Seriously, it is about time ALL communities go to underground armored cabling, and do away with pole pigs and unsightly weather-exposed wiring. My community has had underground wiring since my home was built 32 years ago. It is shocking to see all the exposed degrading wiring on tilting poles in older communities, without even a thought to go underground.  Here in earthquake country, underground is a must.  Yes, it will cost money, but done slowly over a long period of time, it can be done within a reasonable budget.  There should be a national goal to achieve this. It will benefit society as a whole, and provide a lot of jobs for young electricians in the rough. 
Ed Cohn,

Response No. 19:
I am an apprentice electrician with PG&E in California.  Before I got my apprenticeship, I worked as a utility worker in the line department.  What happened is pretty common; I have seen a few homes where the ground from the service drop failed.  In all of the failures that I have seen, the wire corroded at the splice on the customer's periscope, or on the splice up on the secondary wires on the pole.  Some of the older triplex service wires can fail too.

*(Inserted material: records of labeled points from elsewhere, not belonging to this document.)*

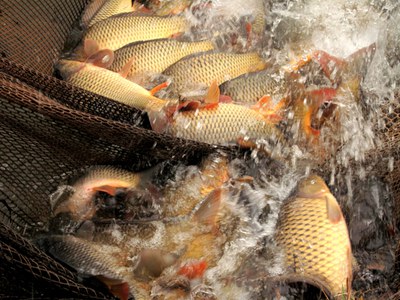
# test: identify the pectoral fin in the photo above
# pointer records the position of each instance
(333, 209)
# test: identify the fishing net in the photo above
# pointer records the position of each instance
(50, 129)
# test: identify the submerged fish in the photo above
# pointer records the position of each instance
(109, 84)
(156, 55)
(110, 8)
(312, 231)
(220, 123)
(117, 31)
(110, 264)
(203, 68)
(107, 179)
(249, 88)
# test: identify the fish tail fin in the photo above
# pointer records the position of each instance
(193, 270)
(208, 210)
(120, 290)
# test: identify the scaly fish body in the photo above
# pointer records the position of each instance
(204, 68)
(155, 56)
(249, 88)
(81, 203)
(222, 124)
(90, 10)
(109, 264)
(110, 8)
(117, 31)
(313, 234)
(109, 84)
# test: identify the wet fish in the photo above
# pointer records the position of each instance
(251, 87)
(220, 123)
(156, 55)
(90, 10)
(110, 8)
(201, 69)
(109, 264)
(107, 179)
(312, 231)
(109, 84)
(169, 7)
(117, 31)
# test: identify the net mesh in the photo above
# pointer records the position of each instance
(49, 128)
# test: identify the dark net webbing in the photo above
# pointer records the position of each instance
(50, 129)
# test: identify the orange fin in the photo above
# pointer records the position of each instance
(90, 47)
(103, 58)
(124, 72)
(246, 144)
(333, 209)
(208, 210)
(120, 290)
(111, 190)
(213, 93)
(193, 270)
(159, 87)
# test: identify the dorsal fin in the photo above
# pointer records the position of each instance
(213, 93)
(333, 209)
(103, 58)
(208, 210)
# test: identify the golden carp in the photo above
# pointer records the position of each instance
(156, 55)
(169, 7)
(220, 123)
(312, 231)
(204, 68)
(110, 8)
(117, 31)
(109, 264)
(107, 179)
(249, 88)
(90, 10)
(109, 84)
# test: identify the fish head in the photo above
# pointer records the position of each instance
(312, 187)
(67, 68)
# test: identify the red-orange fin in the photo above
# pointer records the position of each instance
(333, 209)
(213, 93)
(103, 58)
(126, 69)
(111, 190)
(193, 270)
(90, 47)
(159, 87)
(120, 290)
(207, 212)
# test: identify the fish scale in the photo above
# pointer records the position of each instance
(110, 8)
(314, 247)
(155, 56)
(117, 31)
(111, 85)
(249, 88)
(204, 68)
(221, 125)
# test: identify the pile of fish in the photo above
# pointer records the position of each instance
(205, 234)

The insulation will turn white and crack open, and the wires will corrode and eventually short or open.  In any case, damage to the customer’s electric appliances would be prevented by a good ground that is up to Code at the service to the home.

Another thing to do is just look up and inspect the wires to the home. If anything looks corroded, or shoddy, call your local utility company to inspect it, and repair it if it is bad.  Above all, a good ground at the home is a must. It will prevent any damage should that wire open, and the ground is usually the first to fail since the wire is bare and the splices are bare and exposed to the elements, where the other wires are insulated, and the splices are too.

As for animal damage, maybe a plastic cone of some sort could be installed around the service periscope to prevent critters from climbing up it.
Peter Jereb,

Response No. 20:
I have found that mothballs drive the fuzzy little rodents’ right out. It also works well for mice. Follow the direction on the box; i.e., use gloves and a mask. Camphor can cause cancer.
Mike Jennette,

Response No. 21:
Squirrels can be rough on electrical equipment. The entire campus of NC State University was without power once because an unfortunate squirrel shorted out the substation.